The position in which we find ourselves in 2014 is that:
- We have inherited a Regulatory system that was designed to manage the perceived risks to consumers as they were in 1986. The world has changed significantly since then
- We have a Regulatory system that has been very slow to recognise the dangers posed to consumers by the Investment / Product industry
- We have a Compliance sector that, understandably, reflects the past assumptions in the Regulator.
- In turn, this often leads to compliance function being at odds with the ethos and direction of travel of Adviser and especially Financial Planning firms, whilst adding little in terms of consumer protection.
However, things may be changing. It is clear that regulators around the world share a vision of the faults inherent in the past models of Financial Services and Product design and distribution, and Financial Services firms must either adapt to this vision, or go out of business
This international model is crudely:
- Advisers must be competent – that means educated, qualified and trained
- Advisers should either be Independent and have a fiduciary like duty of care to their clients, or be labelled as salespeople / restricted / tied agents.
- Independent Advisers should do what it says on the tin, and truly be the agent of the client – the ‘Trusted Adviser’ role.
- All costs and commissions must be declared. Increasingly the view is that Independent Advisers in particular should not receive commissions.
- Consumers have the right to be ‘Treated Fairly’. By everyone in the Product / Advice chain.
- The consumer should be sufficiently advised or educated about the features and risks of products and investments to truly be able to give Informed Consent.
Ultimately the regulators will get their way. The model above is seen to be better for consumers, and the regulators have the power to effect change, even in the face of entrenched self-interest. It is significant that the UK is seen as the world leader in these changes.
However, could we really claim that our Compliance sector are also world leaders in how we do things? Or are we still trying to check ‘is there a fact find on file’ and ‘have fees been disclosed in Pounds as well as percentages?’. All this while not being able, or often not even trying, to look at the suitability of the actual advice, and if the firms own standards and process has been followed? In short, are we still just ticking boxes, or are we adding real value?

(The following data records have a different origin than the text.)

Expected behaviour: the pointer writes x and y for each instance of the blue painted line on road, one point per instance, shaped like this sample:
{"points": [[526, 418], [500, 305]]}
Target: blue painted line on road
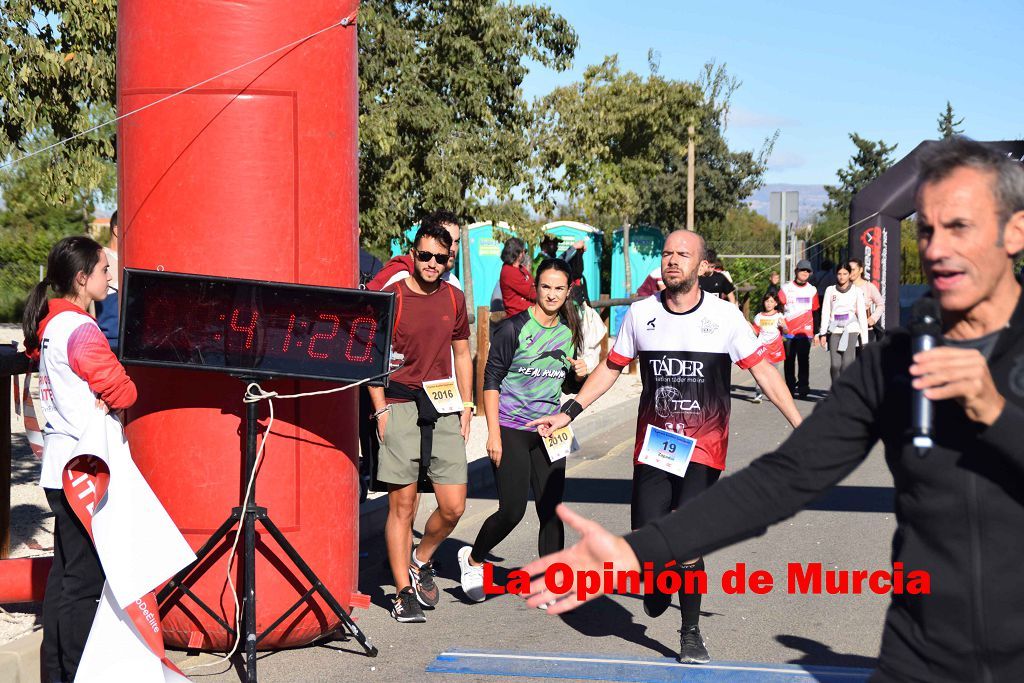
{"points": [[609, 668]]}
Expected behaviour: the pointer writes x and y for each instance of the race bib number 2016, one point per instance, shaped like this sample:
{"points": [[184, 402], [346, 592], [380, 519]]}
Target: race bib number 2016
{"points": [[444, 395], [667, 451]]}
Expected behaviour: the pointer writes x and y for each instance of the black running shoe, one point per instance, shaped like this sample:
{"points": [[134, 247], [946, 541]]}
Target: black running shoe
{"points": [[423, 583], [691, 647], [406, 608], [655, 603]]}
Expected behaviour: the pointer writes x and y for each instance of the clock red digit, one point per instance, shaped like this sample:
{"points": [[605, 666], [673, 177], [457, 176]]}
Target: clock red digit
{"points": [[371, 324], [335, 324], [249, 329]]}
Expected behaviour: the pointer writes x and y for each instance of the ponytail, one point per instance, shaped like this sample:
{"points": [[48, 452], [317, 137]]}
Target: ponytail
{"points": [[68, 258], [36, 308]]}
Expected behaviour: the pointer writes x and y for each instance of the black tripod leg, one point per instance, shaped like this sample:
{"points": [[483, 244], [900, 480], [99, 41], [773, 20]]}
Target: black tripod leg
{"points": [[318, 585]]}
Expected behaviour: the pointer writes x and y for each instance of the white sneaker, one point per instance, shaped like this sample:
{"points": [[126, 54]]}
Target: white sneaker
{"points": [[472, 577]]}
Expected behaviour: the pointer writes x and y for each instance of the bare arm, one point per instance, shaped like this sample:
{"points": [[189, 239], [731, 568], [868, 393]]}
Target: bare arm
{"points": [[464, 378], [774, 387]]}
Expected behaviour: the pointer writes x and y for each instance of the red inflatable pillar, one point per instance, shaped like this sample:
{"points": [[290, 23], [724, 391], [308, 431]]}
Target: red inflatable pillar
{"points": [[253, 174]]}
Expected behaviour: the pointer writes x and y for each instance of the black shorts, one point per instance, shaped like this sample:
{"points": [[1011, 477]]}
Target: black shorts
{"points": [[655, 493]]}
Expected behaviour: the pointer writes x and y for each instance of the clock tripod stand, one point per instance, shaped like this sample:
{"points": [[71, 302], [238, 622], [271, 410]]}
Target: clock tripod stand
{"points": [[248, 515]]}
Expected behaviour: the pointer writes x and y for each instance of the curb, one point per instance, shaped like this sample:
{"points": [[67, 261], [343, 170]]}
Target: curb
{"points": [[19, 658]]}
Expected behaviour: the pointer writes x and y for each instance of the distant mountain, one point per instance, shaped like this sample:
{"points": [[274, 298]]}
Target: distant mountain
{"points": [[812, 198]]}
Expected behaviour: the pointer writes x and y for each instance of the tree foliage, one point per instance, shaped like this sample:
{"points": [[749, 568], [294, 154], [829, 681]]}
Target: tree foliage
{"points": [[56, 80], [614, 145], [948, 123], [442, 120], [870, 161]]}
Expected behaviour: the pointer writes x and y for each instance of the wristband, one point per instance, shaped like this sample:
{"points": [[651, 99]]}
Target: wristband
{"points": [[572, 409]]}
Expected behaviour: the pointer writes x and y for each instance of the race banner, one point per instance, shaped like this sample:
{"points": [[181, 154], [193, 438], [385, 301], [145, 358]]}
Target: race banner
{"points": [[139, 548]]}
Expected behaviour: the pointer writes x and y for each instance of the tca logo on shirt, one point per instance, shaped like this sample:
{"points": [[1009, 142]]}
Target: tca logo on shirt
{"points": [[667, 367]]}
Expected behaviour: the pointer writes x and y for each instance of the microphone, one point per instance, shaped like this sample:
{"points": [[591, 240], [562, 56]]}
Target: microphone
{"points": [[926, 333]]}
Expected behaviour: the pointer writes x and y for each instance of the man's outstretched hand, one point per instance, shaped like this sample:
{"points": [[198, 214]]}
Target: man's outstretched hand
{"points": [[596, 547]]}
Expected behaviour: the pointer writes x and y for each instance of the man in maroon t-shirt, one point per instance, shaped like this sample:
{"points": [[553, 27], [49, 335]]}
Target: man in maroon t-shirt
{"points": [[418, 421]]}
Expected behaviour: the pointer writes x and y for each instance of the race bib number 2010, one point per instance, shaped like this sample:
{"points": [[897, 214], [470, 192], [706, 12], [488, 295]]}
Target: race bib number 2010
{"points": [[667, 451], [444, 395]]}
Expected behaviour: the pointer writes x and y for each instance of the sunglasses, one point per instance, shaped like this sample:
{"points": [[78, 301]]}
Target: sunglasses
{"points": [[425, 256]]}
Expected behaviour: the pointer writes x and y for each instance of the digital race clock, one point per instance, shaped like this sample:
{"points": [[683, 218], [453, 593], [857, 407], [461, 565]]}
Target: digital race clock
{"points": [[248, 327]]}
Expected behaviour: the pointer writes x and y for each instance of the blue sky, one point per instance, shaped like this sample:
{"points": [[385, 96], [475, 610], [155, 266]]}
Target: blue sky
{"points": [[817, 71]]}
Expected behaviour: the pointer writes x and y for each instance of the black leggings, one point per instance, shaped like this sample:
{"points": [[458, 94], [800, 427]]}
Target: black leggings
{"points": [[524, 464], [655, 494]]}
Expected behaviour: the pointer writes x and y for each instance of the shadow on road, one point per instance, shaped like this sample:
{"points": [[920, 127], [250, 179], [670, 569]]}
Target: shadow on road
{"points": [[817, 653]]}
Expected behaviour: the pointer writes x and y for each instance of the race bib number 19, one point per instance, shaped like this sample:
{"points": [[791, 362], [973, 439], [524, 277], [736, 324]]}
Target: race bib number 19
{"points": [[667, 451], [444, 395], [558, 443]]}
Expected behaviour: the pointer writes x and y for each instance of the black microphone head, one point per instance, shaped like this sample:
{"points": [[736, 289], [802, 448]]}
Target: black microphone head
{"points": [[926, 317]]}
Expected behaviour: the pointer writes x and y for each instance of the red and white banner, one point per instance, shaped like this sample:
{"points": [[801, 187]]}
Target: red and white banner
{"points": [[139, 548]]}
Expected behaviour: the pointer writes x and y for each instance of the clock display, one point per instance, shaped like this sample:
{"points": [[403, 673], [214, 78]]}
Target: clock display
{"points": [[254, 328]]}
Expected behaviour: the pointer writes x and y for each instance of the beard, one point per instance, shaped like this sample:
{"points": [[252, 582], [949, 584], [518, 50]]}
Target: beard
{"points": [[683, 286]]}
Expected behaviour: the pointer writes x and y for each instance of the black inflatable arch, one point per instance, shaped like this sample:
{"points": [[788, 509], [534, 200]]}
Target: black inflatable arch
{"points": [[876, 213]]}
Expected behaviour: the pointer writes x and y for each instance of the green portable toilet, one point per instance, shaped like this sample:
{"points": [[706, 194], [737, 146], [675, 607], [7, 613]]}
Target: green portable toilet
{"points": [[645, 255], [568, 232], [485, 243]]}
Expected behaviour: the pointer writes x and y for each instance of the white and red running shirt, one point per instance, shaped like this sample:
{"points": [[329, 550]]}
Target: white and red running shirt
{"points": [[767, 329], [685, 366], [801, 301]]}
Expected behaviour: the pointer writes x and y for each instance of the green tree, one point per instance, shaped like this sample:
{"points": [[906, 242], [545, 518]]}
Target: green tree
{"points": [[948, 123], [615, 144], [442, 120], [870, 161], [56, 81]]}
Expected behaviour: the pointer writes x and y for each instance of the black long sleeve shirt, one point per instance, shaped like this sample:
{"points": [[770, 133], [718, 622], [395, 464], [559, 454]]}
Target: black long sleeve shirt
{"points": [[960, 510]]}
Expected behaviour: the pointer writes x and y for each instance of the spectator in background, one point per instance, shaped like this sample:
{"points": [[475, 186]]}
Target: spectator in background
{"points": [[516, 281], [872, 298], [773, 285], [714, 281], [108, 316]]}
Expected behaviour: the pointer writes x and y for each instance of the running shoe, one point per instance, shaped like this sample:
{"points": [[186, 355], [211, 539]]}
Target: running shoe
{"points": [[404, 608], [472, 577], [422, 578], [655, 603], [691, 646]]}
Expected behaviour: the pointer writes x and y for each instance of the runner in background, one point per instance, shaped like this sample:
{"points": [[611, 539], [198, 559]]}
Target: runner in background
{"points": [[77, 373], [800, 300], [532, 360], [686, 342], [430, 329], [844, 322], [872, 299], [769, 324]]}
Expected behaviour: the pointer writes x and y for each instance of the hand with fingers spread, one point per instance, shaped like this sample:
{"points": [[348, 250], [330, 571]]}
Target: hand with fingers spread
{"points": [[596, 548], [550, 423], [960, 374]]}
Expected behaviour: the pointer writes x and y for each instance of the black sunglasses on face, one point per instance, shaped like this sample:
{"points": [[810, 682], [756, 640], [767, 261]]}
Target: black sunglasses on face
{"points": [[425, 256]]}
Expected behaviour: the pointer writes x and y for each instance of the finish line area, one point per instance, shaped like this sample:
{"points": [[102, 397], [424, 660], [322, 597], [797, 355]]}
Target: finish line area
{"points": [[595, 667]]}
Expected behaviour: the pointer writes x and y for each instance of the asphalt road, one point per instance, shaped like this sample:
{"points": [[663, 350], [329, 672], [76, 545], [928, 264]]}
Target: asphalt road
{"points": [[849, 528]]}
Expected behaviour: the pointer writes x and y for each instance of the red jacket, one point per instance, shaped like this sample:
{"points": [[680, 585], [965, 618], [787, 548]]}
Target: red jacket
{"points": [[517, 289]]}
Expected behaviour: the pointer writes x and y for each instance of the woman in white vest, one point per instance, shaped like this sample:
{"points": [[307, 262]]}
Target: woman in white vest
{"points": [[844, 322], [77, 373]]}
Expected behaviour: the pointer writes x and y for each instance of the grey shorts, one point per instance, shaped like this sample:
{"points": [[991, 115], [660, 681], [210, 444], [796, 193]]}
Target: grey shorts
{"points": [[398, 461]]}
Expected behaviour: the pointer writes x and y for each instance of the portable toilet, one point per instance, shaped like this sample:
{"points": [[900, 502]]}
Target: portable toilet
{"points": [[485, 243], [645, 255], [568, 232]]}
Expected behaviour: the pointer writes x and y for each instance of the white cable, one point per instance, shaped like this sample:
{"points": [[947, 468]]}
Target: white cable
{"points": [[255, 393], [342, 23]]}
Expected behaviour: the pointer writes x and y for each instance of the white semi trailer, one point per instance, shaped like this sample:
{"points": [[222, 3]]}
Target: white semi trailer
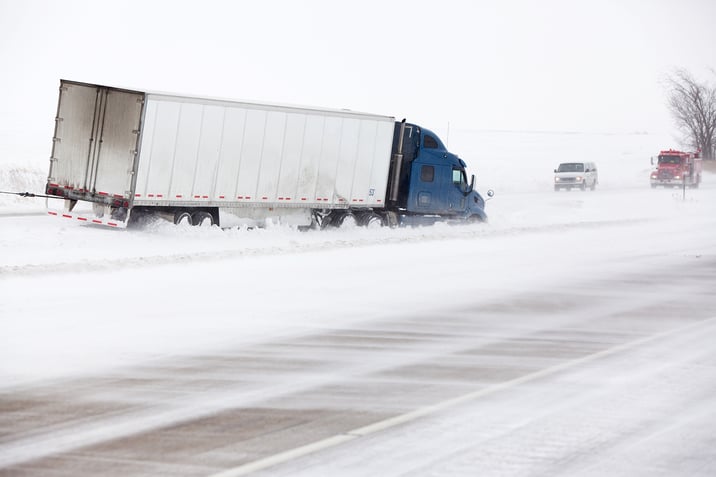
{"points": [[120, 154]]}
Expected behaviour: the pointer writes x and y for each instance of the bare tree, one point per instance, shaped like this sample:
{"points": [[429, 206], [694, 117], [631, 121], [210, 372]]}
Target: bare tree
{"points": [[693, 106]]}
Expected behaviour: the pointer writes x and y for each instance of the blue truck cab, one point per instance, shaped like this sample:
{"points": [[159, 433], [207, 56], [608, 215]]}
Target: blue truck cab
{"points": [[432, 182]]}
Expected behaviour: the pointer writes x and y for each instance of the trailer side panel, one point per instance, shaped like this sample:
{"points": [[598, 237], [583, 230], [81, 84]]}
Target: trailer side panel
{"points": [[197, 152]]}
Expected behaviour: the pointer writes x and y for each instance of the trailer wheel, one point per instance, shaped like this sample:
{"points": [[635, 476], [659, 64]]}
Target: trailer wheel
{"points": [[202, 219], [182, 217], [347, 220], [372, 220]]}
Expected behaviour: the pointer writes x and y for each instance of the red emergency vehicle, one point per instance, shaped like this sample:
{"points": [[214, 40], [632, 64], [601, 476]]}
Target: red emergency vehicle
{"points": [[676, 169]]}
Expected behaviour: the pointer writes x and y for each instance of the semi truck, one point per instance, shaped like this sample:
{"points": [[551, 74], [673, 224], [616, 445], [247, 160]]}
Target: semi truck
{"points": [[676, 169], [120, 155]]}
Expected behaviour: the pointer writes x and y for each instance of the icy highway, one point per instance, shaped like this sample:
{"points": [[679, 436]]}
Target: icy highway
{"points": [[572, 335]]}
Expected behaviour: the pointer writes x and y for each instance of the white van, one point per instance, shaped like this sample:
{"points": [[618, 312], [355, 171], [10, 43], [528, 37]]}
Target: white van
{"points": [[576, 174]]}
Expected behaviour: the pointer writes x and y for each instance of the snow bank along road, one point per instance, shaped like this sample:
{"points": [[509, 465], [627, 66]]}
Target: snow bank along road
{"points": [[567, 338]]}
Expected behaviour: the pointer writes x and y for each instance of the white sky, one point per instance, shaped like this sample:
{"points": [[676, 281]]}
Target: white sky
{"points": [[554, 65]]}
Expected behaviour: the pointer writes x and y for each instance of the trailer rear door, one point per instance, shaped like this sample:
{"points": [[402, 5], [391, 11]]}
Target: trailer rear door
{"points": [[96, 139]]}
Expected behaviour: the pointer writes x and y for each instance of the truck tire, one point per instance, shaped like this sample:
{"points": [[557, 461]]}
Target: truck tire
{"points": [[202, 219], [347, 219], [183, 217], [371, 220]]}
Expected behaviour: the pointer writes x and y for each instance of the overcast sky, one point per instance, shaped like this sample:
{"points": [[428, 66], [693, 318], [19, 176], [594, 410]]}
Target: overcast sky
{"points": [[548, 65]]}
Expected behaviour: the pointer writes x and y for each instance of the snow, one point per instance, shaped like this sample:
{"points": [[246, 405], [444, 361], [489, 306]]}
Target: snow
{"points": [[76, 300], [107, 295]]}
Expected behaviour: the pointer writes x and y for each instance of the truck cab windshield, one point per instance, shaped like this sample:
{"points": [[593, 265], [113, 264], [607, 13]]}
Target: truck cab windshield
{"points": [[669, 159], [571, 167]]}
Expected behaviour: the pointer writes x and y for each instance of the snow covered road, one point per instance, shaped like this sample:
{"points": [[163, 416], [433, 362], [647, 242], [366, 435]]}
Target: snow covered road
{"points": [[572, 334]]}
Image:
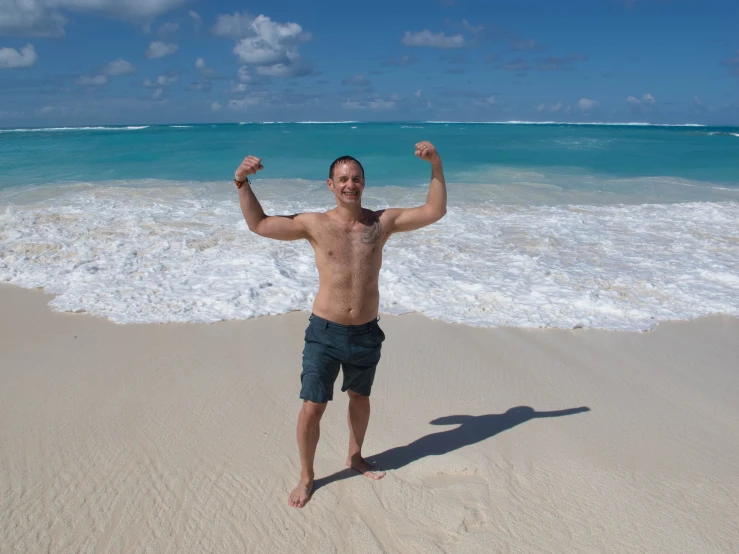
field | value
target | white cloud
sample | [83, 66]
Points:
[158, 49]
[238, 88]
[433, 40]
[45, 18]
[162, 81]
[586, 104]
[168, 29]
[197, 21]
[254, 99]
[357, 81]
[234, 26]
[374, 104]
[271, 43]
[10, 58]
[11, 115]
[645, 101]
[272, 47]
[295, 69]
[204, 71]
[523, 46]
[244, 75]
[118, 67]
[92, 80]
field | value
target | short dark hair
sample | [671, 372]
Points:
[343, 160]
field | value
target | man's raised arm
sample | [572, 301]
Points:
[409, 219]
[291, 227]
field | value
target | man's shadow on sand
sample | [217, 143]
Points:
[471, 430]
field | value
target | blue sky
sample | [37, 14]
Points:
[82, 62]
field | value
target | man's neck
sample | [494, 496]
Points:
[348, 213]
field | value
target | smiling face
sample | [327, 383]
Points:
[347, 184]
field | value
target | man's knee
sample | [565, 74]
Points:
[356, 397]
[313, 410]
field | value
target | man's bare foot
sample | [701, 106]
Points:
[362, 466]
[301, 494]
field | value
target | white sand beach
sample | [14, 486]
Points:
[181, 438]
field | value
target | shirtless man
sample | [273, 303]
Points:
[343, 329]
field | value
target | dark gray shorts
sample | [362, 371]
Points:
[328, 345]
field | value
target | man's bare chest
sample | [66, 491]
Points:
[351, 246]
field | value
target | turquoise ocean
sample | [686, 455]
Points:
[608, 226]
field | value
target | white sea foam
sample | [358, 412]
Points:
[47, 129]
[599, 123]
[152, 253]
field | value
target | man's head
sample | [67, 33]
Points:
[346, 180]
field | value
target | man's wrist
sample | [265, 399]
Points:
[241, 182]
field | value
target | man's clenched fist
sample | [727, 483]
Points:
[249, 166]
[427, 151]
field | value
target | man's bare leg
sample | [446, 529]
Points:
[309, 431]
[358, 418]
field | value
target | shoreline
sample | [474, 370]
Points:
[180, 437]
[50, 297]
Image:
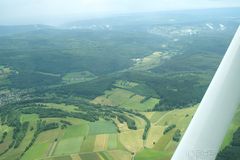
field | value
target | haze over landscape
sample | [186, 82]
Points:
[60, 11]
[108, 79]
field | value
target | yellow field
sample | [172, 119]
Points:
[132, 140]
[154, 135]
[101, 142]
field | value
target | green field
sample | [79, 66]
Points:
[76, 77]
[127, 99]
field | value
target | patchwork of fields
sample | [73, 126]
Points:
[84, 140]
[78, 139]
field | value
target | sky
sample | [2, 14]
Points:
[58, 11]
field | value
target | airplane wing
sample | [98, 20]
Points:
[204, 136]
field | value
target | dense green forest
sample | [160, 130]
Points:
[110, 78]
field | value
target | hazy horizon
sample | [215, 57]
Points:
[52, 12]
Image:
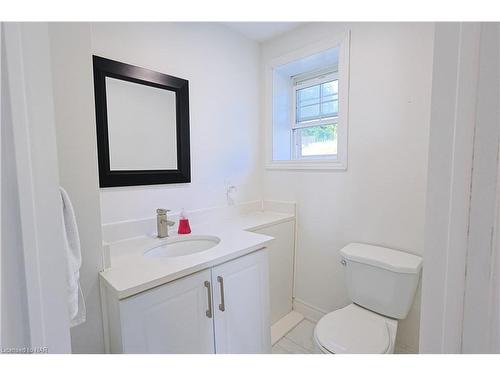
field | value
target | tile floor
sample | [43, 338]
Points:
[298, 341]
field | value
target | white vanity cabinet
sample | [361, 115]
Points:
[224, 309]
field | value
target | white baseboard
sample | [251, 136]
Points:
[285, 325]
[309, 312]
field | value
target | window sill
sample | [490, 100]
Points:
[307, 165]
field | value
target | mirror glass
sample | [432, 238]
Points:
[141, 126]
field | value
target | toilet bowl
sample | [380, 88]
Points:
[381, 283]
[355, 330]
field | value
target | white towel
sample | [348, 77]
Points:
[76, 303]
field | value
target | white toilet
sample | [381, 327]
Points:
[381, 283]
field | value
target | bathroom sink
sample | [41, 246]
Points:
[184, 245]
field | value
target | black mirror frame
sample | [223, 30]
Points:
[107, 178]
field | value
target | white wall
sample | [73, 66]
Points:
[222, 69]
[380, 199]
[14, 322]
[78, 174]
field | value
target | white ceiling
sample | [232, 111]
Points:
[262, 31]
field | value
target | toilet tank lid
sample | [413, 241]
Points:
[383, 257]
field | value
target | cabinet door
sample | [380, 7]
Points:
[241, 305]
[172, 318]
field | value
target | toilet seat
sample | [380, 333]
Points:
[354, 329]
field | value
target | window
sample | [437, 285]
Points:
[314, 129]
[307, 116]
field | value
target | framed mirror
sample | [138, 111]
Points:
[142, 119]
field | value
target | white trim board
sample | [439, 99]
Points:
[309, 312]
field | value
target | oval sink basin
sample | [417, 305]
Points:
[181, 246]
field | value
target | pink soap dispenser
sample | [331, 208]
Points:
[184, 227]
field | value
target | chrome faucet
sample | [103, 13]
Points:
[162, 223]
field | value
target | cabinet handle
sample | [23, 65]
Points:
[222, 305]
[208, 313]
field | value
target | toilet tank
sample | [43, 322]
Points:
[381, 279]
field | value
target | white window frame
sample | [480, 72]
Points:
[301, 82]
[342, 42]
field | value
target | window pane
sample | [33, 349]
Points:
[317, 140]
[307, 113]
[308, 93]
[330, 108]
[330, 88]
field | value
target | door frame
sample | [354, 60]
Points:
[463, 149]
[30, 88]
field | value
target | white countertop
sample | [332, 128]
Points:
[132, 272]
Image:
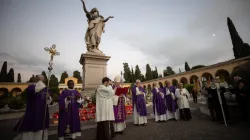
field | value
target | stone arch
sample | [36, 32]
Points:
[223, 74]
[206, 78]
[184, 80]
[16, 91]
[195, 81]
[174, 82]
[4, 92]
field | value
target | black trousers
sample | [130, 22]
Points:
[105, 130]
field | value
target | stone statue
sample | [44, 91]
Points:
[96, 24]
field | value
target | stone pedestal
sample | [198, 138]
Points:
[94, 68]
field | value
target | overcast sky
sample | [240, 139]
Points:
[159, 32]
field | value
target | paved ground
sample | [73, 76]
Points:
[199, 128]
[6, 126]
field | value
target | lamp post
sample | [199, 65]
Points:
[53, 52]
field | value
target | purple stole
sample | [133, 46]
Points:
[139, 101]
[71, 115]
[171, 104]
[119, 110]
[33, 118]
[159, 102]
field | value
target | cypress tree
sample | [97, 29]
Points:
[4, 74]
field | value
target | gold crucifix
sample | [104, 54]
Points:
[52, 51]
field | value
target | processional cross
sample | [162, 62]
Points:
[53, 52]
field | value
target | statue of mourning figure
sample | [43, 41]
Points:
[96, 24]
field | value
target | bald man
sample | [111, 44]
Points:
[31, 124]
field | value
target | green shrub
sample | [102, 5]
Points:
[23, 95]
[16, 103]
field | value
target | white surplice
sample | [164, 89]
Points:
[76, 134]
[38, 134]
[137, 118]
[104, 103]
[183, 98]
[170, 114]
[118, 127]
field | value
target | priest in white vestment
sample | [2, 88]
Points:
[139, 104]
[159, 106]
[183, 102]
[119, 107]
[104, 110]
[171, 102]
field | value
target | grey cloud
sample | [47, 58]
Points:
[31, 63]
[196, 45]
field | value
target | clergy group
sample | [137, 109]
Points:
[110, 110]
[170, 103]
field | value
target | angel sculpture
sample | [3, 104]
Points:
[96, 24]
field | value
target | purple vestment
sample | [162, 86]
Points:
[171, 104]
[33, 117]
[139, 101]
[69, 116]
[119, 110]
[159, 102]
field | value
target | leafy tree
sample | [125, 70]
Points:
[127, 73]
[53, 81]
[138, 73]
[64, 75]
[33, 79]
[187, 68]
[3, 74]
[197, 67]
[45, 78]
[168, 71]
[19, 79]
[77, 75]
[149, 74]
[10, 76]
[155, 73]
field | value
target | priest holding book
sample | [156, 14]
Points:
[119, 106]
[139, 104]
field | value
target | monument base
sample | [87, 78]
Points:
[94, 68]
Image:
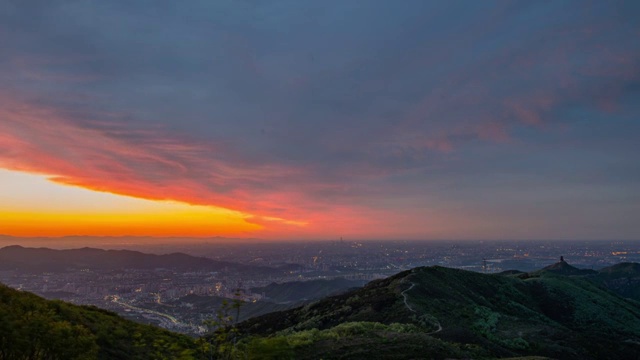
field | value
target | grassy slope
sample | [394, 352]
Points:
[481, 316]
[32, 327]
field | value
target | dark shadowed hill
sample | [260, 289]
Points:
[623, 278]
[43, 259]
[35, 328]
[437, 312]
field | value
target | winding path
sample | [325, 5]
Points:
[404, 295]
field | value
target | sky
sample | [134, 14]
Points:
[300, 119]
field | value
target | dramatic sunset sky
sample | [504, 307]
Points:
[306, 119]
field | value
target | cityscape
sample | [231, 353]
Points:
[183, 300]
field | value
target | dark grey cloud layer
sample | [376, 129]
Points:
[489, 110]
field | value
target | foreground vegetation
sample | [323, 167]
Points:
[35, 328]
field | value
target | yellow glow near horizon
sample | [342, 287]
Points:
[30, 205]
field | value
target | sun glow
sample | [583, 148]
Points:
[31, 205]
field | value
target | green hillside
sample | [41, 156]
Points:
[35, 328]
[425, 313]
[437, 312]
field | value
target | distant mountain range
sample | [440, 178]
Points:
[43, 259]
[559, 312]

I think the challenges facing the advice focussed compliance sector are:
- How do we help firms in their transition to regulation as it applies in 2014 and beyond, instead of simply checking that they have obeyed rules that are now over 20 years old?
- How do we industrialise basic compliance to take cost out of the system?
- How can we truly become ‘Risk Managers’ within the system, looking forward, rather than ‘Compliance staff’ looking back?
Some Compliance / Risk Management professionals have made, or started, on this change of focus. The rest of us need to do so – and soon.